How about a song, Hagman?(歌なんかどうだハグマン)
Arma virumque cano
...summat(「私は戦争と一人の英雄を歌う」……みたいなやつを)


注)改稿ついでにヘタレ訳も付けてみました。"summat"はヨークシャーの方言で"something"を意味するらしいです。こちらはラテン語ではなく英語だったんですね。



と言っているようです。今日問題にするのはその中の「Arma virumque canno.」の部分。早速調べてみますと、なんと「アエネイス」の冒頭の一文「私は戦争と一人の英雄を歌う」であることが判明しました。詳しくは、やましたたろう先生の「山の学校Weblog」2004年9月22日の投稿へどうぞ!!(現在はページ構成が変わってしまったようです)

シャープ様が「アエネイス」の冒頭の一説を話しているなんて、なんだか運命的なものを感じずにはいられません。というのも、やました先生のブログの記事で紹介されているように、

Arma virumque cano, Trojae qui primus ab oris Italiam fato profugus Laviniaque venit liota.

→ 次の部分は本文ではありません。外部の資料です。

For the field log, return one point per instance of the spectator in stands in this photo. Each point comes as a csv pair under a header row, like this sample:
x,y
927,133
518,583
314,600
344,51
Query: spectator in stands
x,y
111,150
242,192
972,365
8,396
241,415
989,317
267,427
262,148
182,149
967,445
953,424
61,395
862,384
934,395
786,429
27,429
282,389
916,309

という続きがあるのです。「Trojae」はもちろんあのトロイ!!そして「アエネイス」の主人公はアエネアス。映画「トロイ」でも落城のシーンでちょこっとだけ出てきましたよね。シャープを演じてから数年後、ショーンさんが映画「トロイ」でオデッセウスを演じることになろうとは!!


単語帳
arma 戦争
virum(vir) 兵士
-que 〜と
cano (私は)歌う

早稲田大学のサイトにあった「アエネイアス購読」のページを参考にして逐語訳を作ってみます。

「戦争と(一人の)英雄を私は歌う。(その英雄は)トロイアの岸辺から 初めて イタリアへと 定めにより 逃亡者として そしてラウィニウムの岸辺へと やって来た。」

ちゃんとした翻訳は、やましたたろう先生のコラム「戦争と一人の英雄」をご覧ください。